North Carolina: 305K QHPs??? 3.8x Feb. Rate??? (UPDATED)

Hat Tip To: 
Stevef101

Good gravy. 391,000 people in North Carolina?? They were only at 200,546 as of 3/01. Even if you assume this number includes Medicaid enrollments, that's still only another 55,691 as of 3/01...and NC is not an expansion state. Assuming that 391K includes both...and assuming the same 78/22 split between the two...that still suggests that QHPs have gone up to around 305,000, a 105,115 increase over the end of February, and over 3.8x the February daily rate.
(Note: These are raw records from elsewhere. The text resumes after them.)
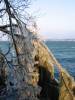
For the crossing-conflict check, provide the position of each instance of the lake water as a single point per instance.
(64, 51)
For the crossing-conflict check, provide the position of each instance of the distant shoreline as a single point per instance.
(71, 40)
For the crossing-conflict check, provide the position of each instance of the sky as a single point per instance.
(55, 18)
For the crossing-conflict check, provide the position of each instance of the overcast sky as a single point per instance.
(57, 18)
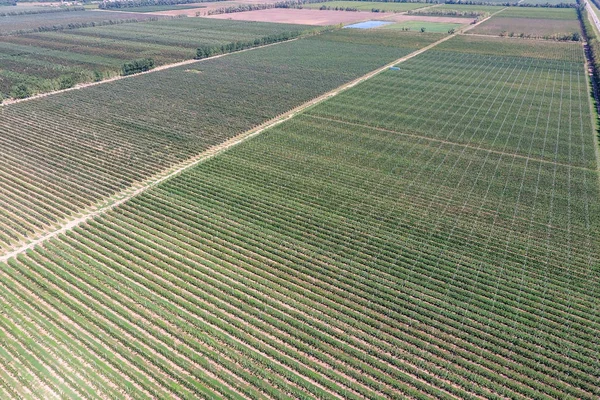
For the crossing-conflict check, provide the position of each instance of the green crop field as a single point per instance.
(61, 20)
(77, 148)
(429, 233)
(368, 5)
(458, 9)
(161, 8)
(552, 23)
(439, 27)
(42, 62)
If it doesn't include Medicaid (which seems likely from the wording of the article), then it's a whopping 190,454 increase--a doubling of their 3/01 total, and a near 7x increase over February.

I find either of these rather difficult to believe, so for the moment I'm only entering it into this blog entry. If I can confirm the QHPs as either of these I'll change it tonight or tomorrow.

As the March 31 deadline to get coverage is fast approaching, about 391,000 North Carolinians have signed up for an Obamacare health insurance plan through the government-run online market place, according to federal officials.

Dr. Renard Murray is the Regional Administrator for the Centers for Medicare And Medicaid Services (CMS), the federal agency running the Health Insurance Marketplace at HealthCare.gov.

UPDATED: Contributor Esther Ferington points out this CNBC article from a week or so ago, which may explain the discrepancy:

With a deadline looming at the end of March to buy coverage or face a penalty, North Carolina trailed only four other states in enrollment. Just over 200,000 people had selected a health insurance policy by March 1, more than half the nearly 391,000 eligible to enroll in a marketplace plan, the report by the U.S. Department of Health and Human Services said.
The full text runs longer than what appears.